Cancer is a leading cause of death worldwide. Despite considerable progress in the treatment of cancer patients, the incidence and death toll are globally increasing, urgently calling for intensified research to better understand the molecular basis of this disease and to identify improved strategies and drugs for personalized therapy.
As partner within national and international research consortia and active founding member of the Cancer Cluster Salzburg (CCS), the Aberger lab applies a combination of in vivo cancer models and state-of-the art cellular, molecular and systems biology approaches, to decipher druggable molecular pathways such as Hedgehog/GLI signaling and to unravel novel molecular targets for cancer therapy. A central research focus of the group is on the analysis of pathways controlling the malignant potential of cancer stem cells (CSC), a small subpopulation of tumor cells responsible for cancer growth, metastasis, drug resistance and disease relapse. In particular, the lab tries to understand the interaction of CSC with the tumor microenvironment including the immune system.
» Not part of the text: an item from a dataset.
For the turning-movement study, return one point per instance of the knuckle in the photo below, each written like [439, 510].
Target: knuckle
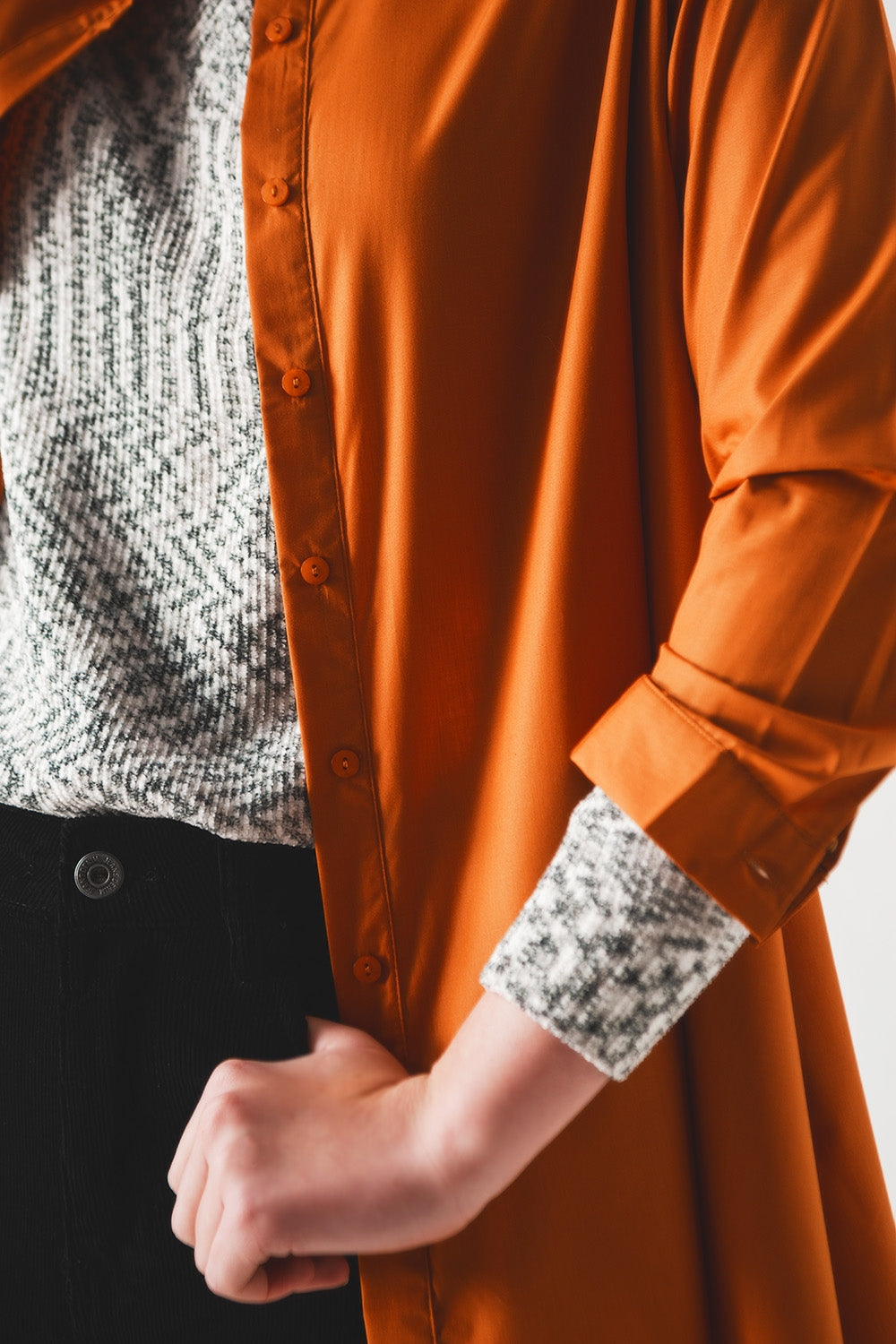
[231, 1073]
[179, 1225]
[226, 1112]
The core competence of the group is the functional analysis and cross-talk of oncogenic Hedgehog signaling and GLI transcription factors with other cancer pathways in malignant cells and the tumor environment. By bringing together the expertise of molecular tumor biologists and clinicians within the Cancer Cluster Salzburg, the Aberger group aims to translate preclinical studies to clinical application for better therapeutic outcome.
As major contributions, the Aberger lab has recently deciphered oncogenic signals and novel drug targets responsible for malignant disease progression. In collaboration with partners from the biotech industry, the group works on the development of novel drugs for improved anti-cancer (immuno)therapies, including innovative inhibitors of malignant cancer stem cells.